Antonio también fue generoso a la hora
de ayudar a otros a emprender nuevos proyectos. Desde el principio, no sólo nos
animó a poner en marcha Talia Dixit,
sino que también colaboró activa y desinteresadamente en la creación de nuestra
revista. Formó parte del Consejo Asesor desde el primer momento, participó en
algunas de las actividades desarrolladas por nuestro Proyecto de Investigación
y, en los últimos meses, nos había hecho llegar un trabajo suyo con la
intención de que se publicase en el número tres de nuestra revista. Este que en
estos días se cuelga en la red.

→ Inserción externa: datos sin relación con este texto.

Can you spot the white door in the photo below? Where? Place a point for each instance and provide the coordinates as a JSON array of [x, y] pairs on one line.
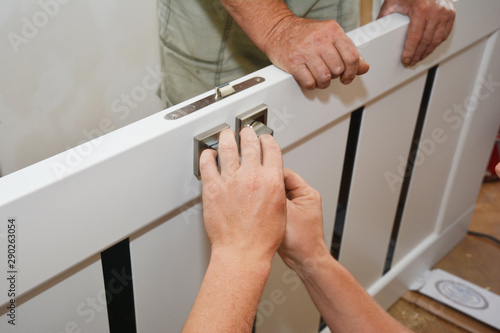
[[398, 157]]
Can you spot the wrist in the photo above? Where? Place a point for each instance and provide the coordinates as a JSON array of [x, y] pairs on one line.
[[259, 19], [239, 260], [310, 261]]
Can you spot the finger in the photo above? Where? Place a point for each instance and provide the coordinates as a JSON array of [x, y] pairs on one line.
[[228, 152], [363, 66], [449, 25], [320, 72], [304, 77], [350, 57], [333, 61], [414, 35], [271, 152], [439, 37], [250, 147], [427, 40], [295, 185], [208, 165]]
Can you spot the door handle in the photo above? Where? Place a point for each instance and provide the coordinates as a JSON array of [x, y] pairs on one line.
[[206, 140], [255, 118]]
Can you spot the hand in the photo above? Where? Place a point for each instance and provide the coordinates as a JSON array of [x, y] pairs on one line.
[[314, 52], [244, 206], [304, 238], [431, 22]]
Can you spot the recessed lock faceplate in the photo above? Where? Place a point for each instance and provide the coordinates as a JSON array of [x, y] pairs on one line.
[[206, 140], [255, 118]]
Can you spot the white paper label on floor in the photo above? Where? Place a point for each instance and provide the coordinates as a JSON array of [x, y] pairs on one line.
[[461, 295]]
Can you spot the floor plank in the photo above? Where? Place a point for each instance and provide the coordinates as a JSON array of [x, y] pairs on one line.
[[474, 259]]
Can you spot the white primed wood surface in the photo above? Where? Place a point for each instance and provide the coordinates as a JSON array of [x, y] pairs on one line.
[[168, 263], [136, 181], [480, 129], [439, 139], [284, 294], [386, 133], [77, 303]]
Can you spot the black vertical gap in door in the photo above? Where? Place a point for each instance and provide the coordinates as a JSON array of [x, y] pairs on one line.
[[117, 271], [345, 183], [412, 155], [345, 186]]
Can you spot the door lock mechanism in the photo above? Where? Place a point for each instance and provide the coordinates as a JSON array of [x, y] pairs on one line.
[[255, 118], [206, 140]]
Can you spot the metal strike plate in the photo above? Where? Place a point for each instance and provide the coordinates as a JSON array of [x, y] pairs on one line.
[[220, 93], [205, 140], [255, 118]]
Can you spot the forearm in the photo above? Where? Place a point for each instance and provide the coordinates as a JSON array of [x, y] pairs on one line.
[[229, 295], [342, 301], [257, 17]]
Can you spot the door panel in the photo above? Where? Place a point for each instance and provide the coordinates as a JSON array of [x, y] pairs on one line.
[[74, 302], [386, 132], [438, 142], [317, 156], [169, 262], [138, 182]]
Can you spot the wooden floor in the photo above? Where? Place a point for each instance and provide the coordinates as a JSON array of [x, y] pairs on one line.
[[474, 259]]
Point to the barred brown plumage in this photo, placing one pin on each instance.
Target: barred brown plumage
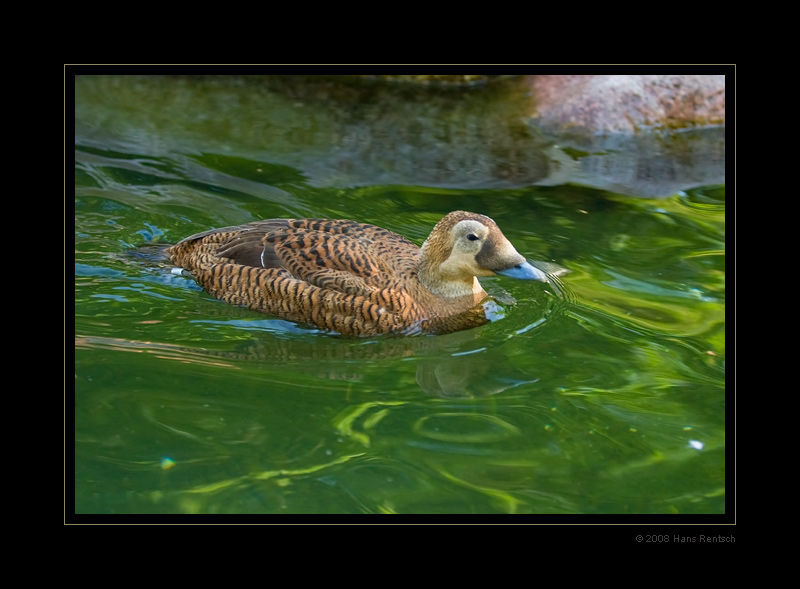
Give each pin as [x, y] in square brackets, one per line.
[355, 278]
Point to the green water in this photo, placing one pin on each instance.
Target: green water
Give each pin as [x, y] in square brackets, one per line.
[606, 396]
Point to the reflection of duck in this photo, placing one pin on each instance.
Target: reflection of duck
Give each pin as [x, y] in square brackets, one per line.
[355, 278]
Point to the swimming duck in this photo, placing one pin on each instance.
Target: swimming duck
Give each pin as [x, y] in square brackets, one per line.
[355, 278]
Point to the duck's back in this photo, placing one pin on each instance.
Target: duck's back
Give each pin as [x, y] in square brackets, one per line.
[352, 278]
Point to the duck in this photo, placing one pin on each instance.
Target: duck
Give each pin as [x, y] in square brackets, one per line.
[353, 278]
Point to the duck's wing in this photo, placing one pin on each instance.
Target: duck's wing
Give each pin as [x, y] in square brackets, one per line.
[342, 255]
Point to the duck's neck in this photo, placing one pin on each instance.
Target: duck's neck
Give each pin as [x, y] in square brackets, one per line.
[438, 279]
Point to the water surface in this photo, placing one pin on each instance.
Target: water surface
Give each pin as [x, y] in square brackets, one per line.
[604, 397]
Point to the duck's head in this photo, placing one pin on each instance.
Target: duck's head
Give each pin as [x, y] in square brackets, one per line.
[465, 245]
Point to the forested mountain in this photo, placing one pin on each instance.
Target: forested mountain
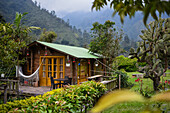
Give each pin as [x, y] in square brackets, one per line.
[42, 18]
[131, 27]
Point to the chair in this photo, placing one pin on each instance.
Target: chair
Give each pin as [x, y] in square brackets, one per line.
[53, 85]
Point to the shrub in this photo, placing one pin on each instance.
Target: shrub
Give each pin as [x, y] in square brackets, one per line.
[124, 79]
[126, 63]
[69, 99]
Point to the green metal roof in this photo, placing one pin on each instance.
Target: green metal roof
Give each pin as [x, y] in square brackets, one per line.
[78, 52]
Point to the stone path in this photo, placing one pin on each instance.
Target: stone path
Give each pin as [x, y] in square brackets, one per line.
[34, 90]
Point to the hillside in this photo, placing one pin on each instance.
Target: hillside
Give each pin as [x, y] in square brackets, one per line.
[41, 17]
[131, 27]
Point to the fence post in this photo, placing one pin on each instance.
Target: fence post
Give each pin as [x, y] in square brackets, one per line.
[119, 82]
[5, 94]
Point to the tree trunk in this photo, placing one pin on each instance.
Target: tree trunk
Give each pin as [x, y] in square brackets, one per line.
[156, 81]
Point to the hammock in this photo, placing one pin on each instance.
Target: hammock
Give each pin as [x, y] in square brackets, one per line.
[36, 73]
[33, 75]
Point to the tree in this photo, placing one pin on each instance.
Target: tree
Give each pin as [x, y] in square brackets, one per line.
[130, 7]
[48, 36]
[154, 49]
[105, 40]
[12, 40]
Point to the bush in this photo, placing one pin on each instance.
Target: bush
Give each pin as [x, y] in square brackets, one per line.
[124, 79]
[126, 63]
[69, 99]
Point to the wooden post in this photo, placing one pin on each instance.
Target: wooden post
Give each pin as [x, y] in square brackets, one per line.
[119, 82]
[5, 94]
[17, 88]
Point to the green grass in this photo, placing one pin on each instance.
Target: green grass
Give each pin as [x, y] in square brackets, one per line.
[147, 82]
[136, 107]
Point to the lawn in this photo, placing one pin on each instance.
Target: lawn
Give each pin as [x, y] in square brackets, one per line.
[135, 107]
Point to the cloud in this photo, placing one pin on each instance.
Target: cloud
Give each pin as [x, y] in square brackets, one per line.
[66, 5]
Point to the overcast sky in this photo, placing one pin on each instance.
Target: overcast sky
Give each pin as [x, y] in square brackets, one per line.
[66, 5]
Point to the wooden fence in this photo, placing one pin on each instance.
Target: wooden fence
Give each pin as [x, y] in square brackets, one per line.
[11, 87]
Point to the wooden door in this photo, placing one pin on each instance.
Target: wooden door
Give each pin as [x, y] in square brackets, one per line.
[83, 71]
[43, 72]
[51, 66]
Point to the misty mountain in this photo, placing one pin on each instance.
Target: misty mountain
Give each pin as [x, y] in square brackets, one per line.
[42, 18]
[84, 20]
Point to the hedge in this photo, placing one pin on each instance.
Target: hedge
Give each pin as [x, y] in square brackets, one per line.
[73, 98]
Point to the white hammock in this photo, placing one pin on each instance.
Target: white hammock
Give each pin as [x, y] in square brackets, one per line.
[29, 76]
[35, 74]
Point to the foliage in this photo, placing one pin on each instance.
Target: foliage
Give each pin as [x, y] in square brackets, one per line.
[105, 40]
[154, 49]
[8, 48]
[48, 36]
[13, 38]
[120, 96]
[130, 7]
[124, 79]
[129, 65]
[69, 99]
[42, 18]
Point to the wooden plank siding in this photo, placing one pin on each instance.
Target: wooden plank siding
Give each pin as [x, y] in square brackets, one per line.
[37, 51]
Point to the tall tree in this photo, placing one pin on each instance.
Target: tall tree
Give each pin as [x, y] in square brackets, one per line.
[105, 40]
[12, 40]
[154, 50]
[48, 36]
[130, 7]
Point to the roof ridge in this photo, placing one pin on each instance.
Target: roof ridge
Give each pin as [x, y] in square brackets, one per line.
[61, 44]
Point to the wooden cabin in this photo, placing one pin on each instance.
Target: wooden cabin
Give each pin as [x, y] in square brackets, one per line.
[58, 61]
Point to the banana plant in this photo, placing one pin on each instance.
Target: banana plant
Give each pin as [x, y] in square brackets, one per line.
[154, 49]
[121, 96]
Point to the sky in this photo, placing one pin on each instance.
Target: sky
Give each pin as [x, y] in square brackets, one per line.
[66, 5]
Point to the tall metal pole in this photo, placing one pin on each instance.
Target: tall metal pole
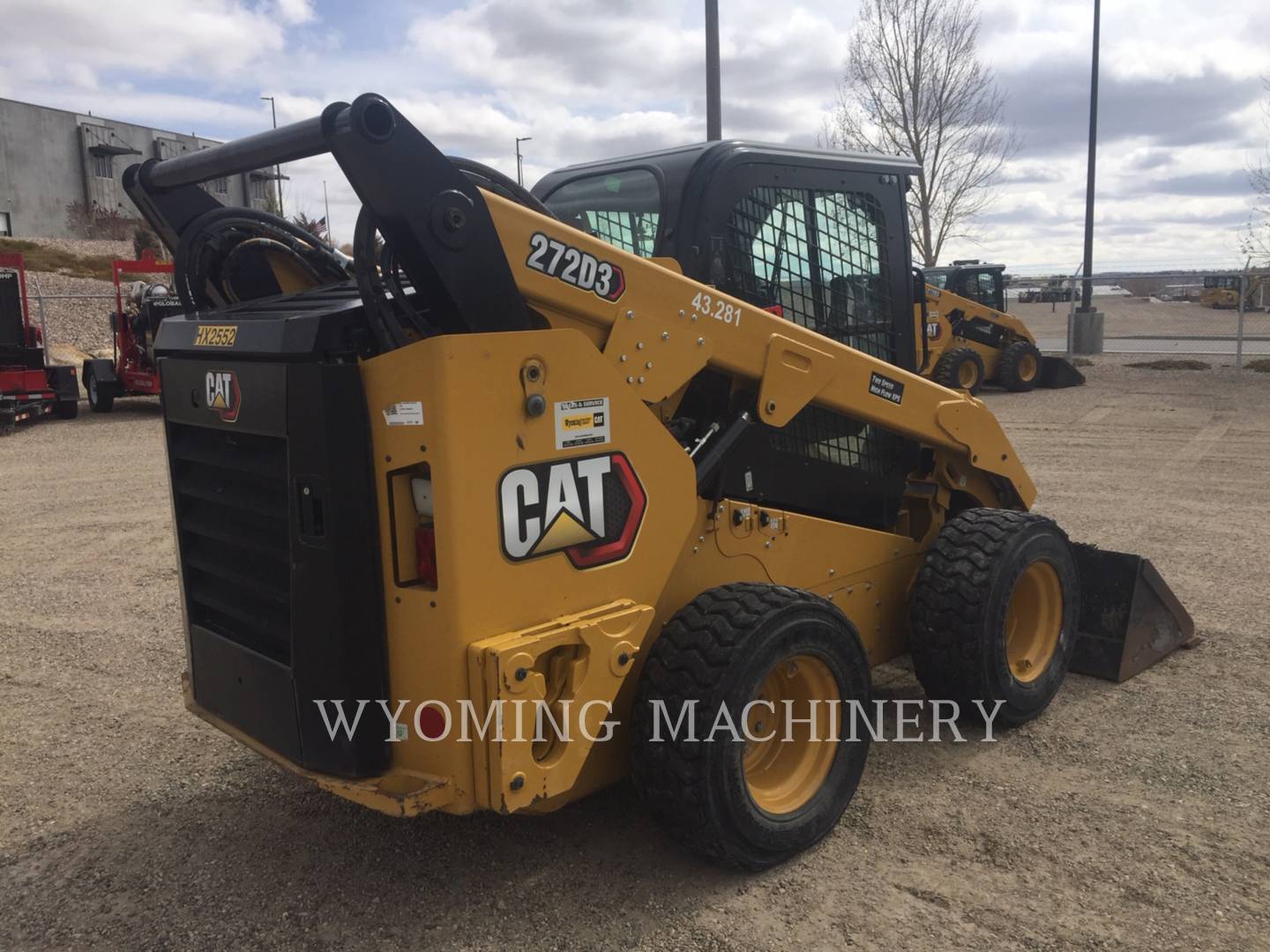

Se trata de uno de sus últimos trabajos y
tenemos el inmenso orgullo y satisfacción de que aparezca publicado en nuestra
revista.
Sirvan estas líneas como un sentido
homenaje a la memoria de un hombre que deja un vacío muy difícil de llenar. Es
cierto que, como se suele decir en estos casos, su obra seguirá viva en los
anaqueles de bibliotecas de todo el mundo. Lo que ya no es tan frecuente, y
convertía a Antonio en alguien excepcional, es que valores como su bonhomía, su
generosidad y su arrebatadora personalidad seguirán vivas en la memoria de
todos aquellos que le tratamos y le quisimos y para quienes Antonio fue un
modelo no sólo de investigador sino también de persona.